Dynamarks are rare because they built a cheap, POC mower, and nobody bought them. The only thing AMF ever built with the Harley Davidson logo on it that is worth collecting were their 3-wheeled golf carts. There's kind of a cult following on them and they are worth collecting......


----------



## dobenstine (May 9, 2021)

Dirichiii said:


> Can anyone help ID this mower? I would like to know more about it. All I know is it is a Dynamark 11/36. Original paint.
> View attachment 71245


Any interest in selling this? I am looking to purchase a blue Dynamark 11/36 or Lowe's 11/36 like this.


----------



## dobenstine (May 9, 2021)

Dirichiii said:


> its for sale in sc near me for $150, near me is upstate


I am looking to purchase this. Is it still for sale?


----------



## Dirichiii (Feb 20, 2021)

dobenstine said:


> I am looking to purchase this. Is it still for sale?


Possible, lemme check


----------



## Dirichiii (Feb 20, 2021)

dobenstine said:


> I am looking to purchase this. Is it still for sale?


I do not think so


----------



## dobenstine (May 9, 2021)

Dirichiii said:


> I do not think so


Crap. Ok thanks


----------



## BadNewzMowers (8 mo ago)

Dirichiii said:


> honestly makes me think it is one of one. I wonder...

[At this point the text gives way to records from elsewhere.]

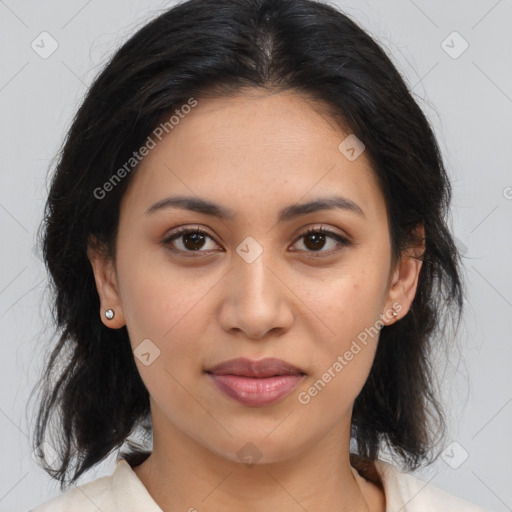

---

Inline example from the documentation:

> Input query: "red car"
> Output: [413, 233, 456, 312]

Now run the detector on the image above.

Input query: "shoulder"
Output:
[30, 475, 114, 512]
[29, 458, 162, 512]
[375, 460, 487, 512]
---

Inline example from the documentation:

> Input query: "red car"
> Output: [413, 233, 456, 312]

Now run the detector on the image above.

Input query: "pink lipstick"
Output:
[206, 358, 305, 407]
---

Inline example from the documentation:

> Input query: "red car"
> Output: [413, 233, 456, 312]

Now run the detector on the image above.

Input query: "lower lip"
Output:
[208, 373, 303, 407]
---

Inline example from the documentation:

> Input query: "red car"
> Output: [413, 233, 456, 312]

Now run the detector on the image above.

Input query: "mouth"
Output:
[205, 358, 306, 407]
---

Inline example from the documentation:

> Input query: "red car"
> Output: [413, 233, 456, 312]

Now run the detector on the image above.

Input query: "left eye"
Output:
[162, 227, 350, 256]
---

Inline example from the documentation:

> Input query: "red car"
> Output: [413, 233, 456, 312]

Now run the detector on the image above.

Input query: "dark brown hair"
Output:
[33, 0, 463, 489]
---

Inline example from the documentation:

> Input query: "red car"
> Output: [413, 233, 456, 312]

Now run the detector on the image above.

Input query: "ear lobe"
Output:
[87, 235, 125, 329]
[383, 225, 425, 325]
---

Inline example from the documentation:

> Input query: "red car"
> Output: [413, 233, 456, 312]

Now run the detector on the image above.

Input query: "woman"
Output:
[28, 0, 488, 512]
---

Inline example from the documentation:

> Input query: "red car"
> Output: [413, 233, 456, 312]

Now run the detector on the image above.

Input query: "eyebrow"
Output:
[146, 196, 365, 222]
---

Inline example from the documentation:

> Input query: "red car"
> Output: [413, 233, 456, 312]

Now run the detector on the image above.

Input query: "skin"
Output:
[88, 90, 423, 512]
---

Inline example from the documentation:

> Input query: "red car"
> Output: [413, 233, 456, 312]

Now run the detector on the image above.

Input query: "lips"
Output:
[206, 358, 305, 407]
[207, 358, 305, 378]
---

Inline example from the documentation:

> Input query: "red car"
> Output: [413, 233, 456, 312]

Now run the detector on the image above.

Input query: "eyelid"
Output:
[161, 224, 353, 257]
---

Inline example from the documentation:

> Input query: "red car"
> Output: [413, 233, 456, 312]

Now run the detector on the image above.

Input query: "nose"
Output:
[219, 251, 294, 340]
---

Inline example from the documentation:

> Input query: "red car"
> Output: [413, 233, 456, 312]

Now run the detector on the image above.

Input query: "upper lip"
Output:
[206, 357, 305, 377]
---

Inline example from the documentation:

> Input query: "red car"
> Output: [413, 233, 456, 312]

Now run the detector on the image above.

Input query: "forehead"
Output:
[119, 91, 385, 224]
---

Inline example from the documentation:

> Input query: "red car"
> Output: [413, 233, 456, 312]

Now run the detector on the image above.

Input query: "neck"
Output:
[130, 414, 384, 512]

 if its one of one i have one identical to it here definitely not in mint condition by any means but identical


----------



## pogobill (Jan 31, 2012)

Then it must be one of two! LOL


----------



## Bob Driver (Nov 1, 2017)

Just the straight Lowes Dynamark is not something to get excited about..... They are about like Lowes selling Troybilts today. They were made by Dynamark, a Division of AMF, and they are a monumental POC mower that you can't get parts for any more.

The only one that is even remotely collectable is the "Richard Petty Dynamark". The only difference was the "Petty Dynamark" came with a different set of branding decals, so that quaint MS saying comes into play..... "Lipstick on a pig"


----------



## bOB dAVIS (Jan 7, 2019)

Dirichiii said:


> its for sale in sc near me for $150, near me is upstate


No Lowe’s has sold rebadged for years . Find the a vin plate most likely under the seat near the battery.


----------